YPJ’ye katılma süreci
Selma Bêrîtan sonrasında yaşadıklarını ise şu sözlerle anlattı: “Beni Mala Jin’e (Kadınlar Evi) götürdü. Vücuduma baktılar ve her yerde darp izleri vardı. ‘Bunu sana kim yaptı’ diye sordular ben de eşimin beni bu hale getirdiğini dile getirdim. Rojda adında bir arkadaş geldi ve benimle ilgilendi, ayaklarımın üzerinde durmamı istedi. Çalışmalara katılmamı ve hayatıma devam etmemi istedi. Ben de onlar gibi olmak istediğimi söyledim. Kararımın net olduğunu görünce bir gün bana askeri bir elbise getirdi ve banyo yapıp giymemi istedi. Kıyafetleri giymekten utandım ama gerçekten onları giyip Rojda gibi bilinçli biri olmak istiyordum. Ancak elbisenin içinde nasıl görüneceğimi de merak ediyordum. Elbiseleri giydim fakat dışarı çıkmaya utanıyordum. Rojda bana dönerek ‘Eve gitmek ister misin?’ diye sordu ben de ‘Hayır, annemi buraya getirmek istiyorum’ dedim. Babamın anneme acımasız davrandığını belirttim. Rojda annemin başının çaresine bakabileceğini söyledi.
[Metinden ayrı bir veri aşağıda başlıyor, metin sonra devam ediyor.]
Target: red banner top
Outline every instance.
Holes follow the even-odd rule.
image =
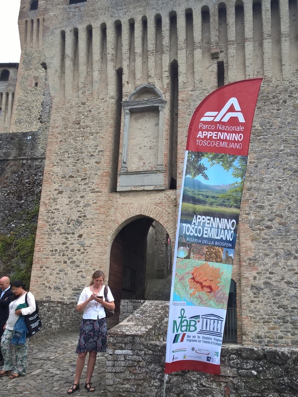
[[[262,80],[236,81],[206,97],[191,118],[186,150],[247,155]]]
Ben de o andan itibaren onlara katılmaya karar verdim” ifadelerini kullandı.
‘YPJ tüm kadınların kurtuluşudur’
Reqa yolunda kendisini ölümden kurtaran kadının adını öğrenemediğini fakat yüzü ve gözlerinin hiçbir zaman aklından çıkmayacağını söyleyen Bêrîtan şöyle devam etti: “Ona mektup yazmak istedim ancak ismini bilmiyordum. Mala Jin’de bana yardımcı olabilecek arkadaşa mektubu gönderdim. Rojda'nın arkadaşı aracılığıyla mektup ona ulaştı. Neden ismini sormadım diye kendime kızdım. Benim için bu kadar önemli olan ve hayatımda önemli yeri olan birini nasıl sormazdım. Şehit Çavreş Tugayı ve Şehit Jiyan Tolhildan Okulu’nda yeni savaşçı eğitimlerine katıldım. Şimdi de okuma yazmayı öğreniyorum.”
Konuşmasının sonunda hayatını kaleme alacağı bir kitap yazmak istediğini belirten Selma Bêrîtan, “Özellikle kendi kişiliğime odaklanacağım. Tüm ezilen kadınlar kendilerini özgürleştirsin ve özgürlük saflarına katılabilsinler diye. Bu günlere ne kadar zor geldiğimi herkes bilsin. Kadınların yaşadığı kadere inanmadığım için ben kazandım. Herkes bilmeli ki başka bir hayat mümkün ve kadınlar eşlerinden dolayı acı çekmek zorunda değiller. YPJ tüm kadınların kurtuluşudur” dedi.